Ghana’s ‘shock absorbers’ will survive religious tensions – Mahama

General News of Friday, 6 March 2015


Mahama @ NAFAC Launch

President John Mahama is confident that despite the seeming religious and ethnic intolerance seeping into the Ghanaian society, the nation has the “shock absorbers” to stand any shocks.

He expressed worry about the recent events between Muslims and the mission schools which some Ghanaians say could threaten the religious and ethnic peace the country has enjoyed for years.

The President was however optimistic that Ghana will come out strong and united, “Our society has the absorbers to withstand these shocks and that is why my heart was gladdened when I noticed the unanimity exhibited in the recent demonstration held in support of equal citizenship,” he remarked.

Over the past two weeks, the nation has been engulfed in heated a debate over the respect of religious and ethnic rights of every citizen following a demonstration staged by some Muslims in the Western Region to protest against the infringement on their rights by schools and other state institutions.

The President issued a directive ordering all heads of institutions to adhere to the constitutional provision which stipulates the respect of religious rights of all citizens.

The National Peace Council is however dealing with all stakeholders to amicably resolve the matters.

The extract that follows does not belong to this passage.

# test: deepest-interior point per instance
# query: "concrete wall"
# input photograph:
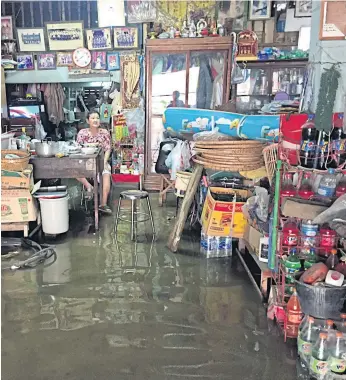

Addressing the 58th Independence parade at the Black Star Square in Accra, President Mahama observed that the personalities who partook in the “One Ghana” demonstration earlier this week is indicative that “on both sides of the political divide, we have resolved not to allow ourselves to be divided by ethic or regional sentiments.”

He argued that, “our diversity must be a source of strength, not a weakness. Our diversity should be harnessed for the realization of our national interest… Each and every one of us, in our ethnic and cultural diversity, contributes in a unique way to make our nation great and strong.”

The President also discounted claims that due to the many challenges the country is facing, it is unnecessary to celebrate the Independence Day.

According to him, the nation has every cause to celebrate 58 years of gaining independence because some successes have been achieved despite the odds.

He pointed out that 58 years in our history, “we have made mistakes and we have chalked many successes. We must celebrate and enhance our successes and recognize and minimize our failures.”

President Mahama added that every Ghanaian has in one way or the other contributed to the country’s collective history “and will be a critical factor in whether we will succeed or fail as a nation.”